LONDON (BLOOMBERG) - A month ago, Michael Fallon was being talked about as a potential successor to Prime Minister Theresa May, if she had to be replaced with a caretaker leader. Now he's the first casualty of the sexual harassment scandal engulfing Westminster.
Fallon announced his resignation late Wednesday (Thursday morning Singapore time), referring obliquely to "allegations" about his private life. On Monday, he had admitted repeatedly touching a female journalist's leg during a dinner. That was prompted by women speaking out about their experiences in British politics in the wake of the Harvey Weinstein scandal in Hollywood.
Although the governing Conservative Party is currently the focus, harassment allegations - and worse - have crossed party lines in Britain. Their full scope and reach remains to be seen - Fallon's departure means a replacement will be needed, which potentially means a destabilising cabinet reshuffle. In the long run it could force the kind of soul-searching of an endemic problem in politics and the corporate work place.
"People may imagine that the prime minister is in charge of Parliament," said Steve Fielding, professor of politics at Nottingham University. "They will see politicians, mostly Tories, in the news doing bad things. Unless May can come up with a dramatic and simple solution to a complex problem over which she has little authority then she will be tarred with it."
Then and Now
Sex scandals in Westminster are nothing new. The Tory government of the 1990s - also divided over European policy - was dogged by revelations of extra-marital affairs. But the allegations here are of harassment, not infidelity.
Doing the rounds on social media and the various inboxes of journalists and politicians is an unverified list of names linked to various sorts of sexual activity - ranging from workplace relationships to affairs to inappropriate approaches toward junior staff. It includes redacted names of high-profile figures, some of whom have gone on the record to reject the allegations against them. Britain's libel laws, which require a publisher to prove that something is true, mean newspapers have to proceed with caution.

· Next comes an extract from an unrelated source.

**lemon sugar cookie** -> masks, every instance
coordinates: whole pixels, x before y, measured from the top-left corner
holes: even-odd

The stories emerging about Britain's ruling class go beyond the governing Conservative Party, and some are far worse than unwelcome attention or inappropriate requests. The most serious so far concerns the opposition Labour Party. A 25-year-old activist alleged on Tuesday how she was raped in 2011 by a more senior activist at a party event, and then discouraged by a Labour official from speaking out.
'Establish the Facts'
"It's not just one party or another, Westminster suffers from sexism and harassment just like the whole of British society," said Alison McGovern, a Labour lawmaker. "What we lack is modern processes for reporting and for supporting victims." For May, the issue is another problem to add to a long list. Her government, weakened by her disastrous election, is struggling to develop a Brexit strategy it can get through Parliament and can ill-afford more dissent among its ranks.
Two weeks ago, her deputy, Damian Green, was asked whether he was worried that there might be a sexual harassment culture in British politics. He batted the question away.
"People's awareness generally of the fact that there are usually men in power who seek to exploit that power for bad purposes is the best defence against it," the First Secretary of State told journalists. Two weeks later, he's in the hot seat himself, after a writer said he'd made inappropriate sexual advances toward her in 2015 and 2016. He says the allegation is "completely false," and is consulting lawyers.
The prime minister has asked her most senior official to "establish the facts" of the allegations around Green. But whatever comes of that, his suggestion that public scrutiny was enough to prevent bad behavior in politics is not proving correct. "The culture has changed over the years. What might have been acceptable 15, 10 years ago is clearly not acceptable now," Fallon told the BBC's Laura Kuenssberg on Wednesday evening.
Among others around Parliament, there's a feeling that the revelations have echoes of the expenses scandal in 2009, where hundreds of lawmakers were criticised for claims they'd made from the public purse. It was an issue that where there had long been suspicions of abuse, but the scale was still shocking, damaging Gordon Brown's embattled government though not toppling him.
May, like Brown, finds herself asked to address an issue of which she has little understanding - Brown's main issue with his own expenses claims was that he'd paid little attention to them - and that's not of her making.
As with expenses, there's a sense that some of the behaviour was long suspected. Alongside the political gossip about relationships that, if illicit, were nevertheless consensual, there were rumours about men who were, in the phrase apparently used by female research staff, "handsy".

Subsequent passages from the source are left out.